Ames admits to being in a metal band as a teenager in Muscatine, Iowa, but he's hesitant to elaborate. "I'm not saying the name," he says. After high school, he fled the cornfields for the sunnier landscape of California. Upon his first contact with Allen, Ames professed a love for Kiss, which somehow failed to immediately bring the two together. After they joined forces in Sketch, however, the pair found a shared appreciation for music that fell between Ames's Kiss/Cheap Trick inclinations and Allen's soft spots for the Cars and Devo.
When Sketch arrived in Colorado, heavy metal was still going strong, according to Parks, a Boulder native and veteran of a pair of local metal bands (Crushed Kitty and Vandal). "Growing up around here, it was nothing but metal, metal, metal. Sketch was one of the first local bands I'd seen that was different." In 1996 he saw the band at a Longmont gig and threw them "that Spinal Tap line," offering his services if their drummer happened to spontaneously combust.

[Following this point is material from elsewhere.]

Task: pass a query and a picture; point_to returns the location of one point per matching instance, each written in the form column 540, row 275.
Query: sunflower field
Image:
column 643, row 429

As it turned out, Allen and Ames's relationship with their drummer was already on the verge of exploding, and within days of his query, Parks was manning the Sketch drum kit. The trio happened upon a chemistry and camaraderie that Sketch had once lacked, and five years later, Parks is still around. "We all just really love music, and we write well together," he says. "Essentially, every time we practice we come up with a new song, or several new songs."
"We all stay true to what we like, but we just find a way to make it compatible," adds Ames.
There are both punk and pop elements in the music, says Parks, who is careful to note, "People hear pop and they think it's bubblegummy, which I don't think Sketch is."
On the flip side, says Allen, "Every time we play a club, they always say 'punk rock.' But I don't think we're punk. We've got a punk edge, maybe."
Either way, it doesn't really matter: Rock and roll has been all about slapping a punk edge on top of pop structures and hooks since day one. The subgenres of rock mutate rapidly, as do the youth subcultures that underpin them, but the philosophy behind rock and roll has never been one of taxonomic perfectionism. Ames generally leaves Sketch's classification up to the beholder.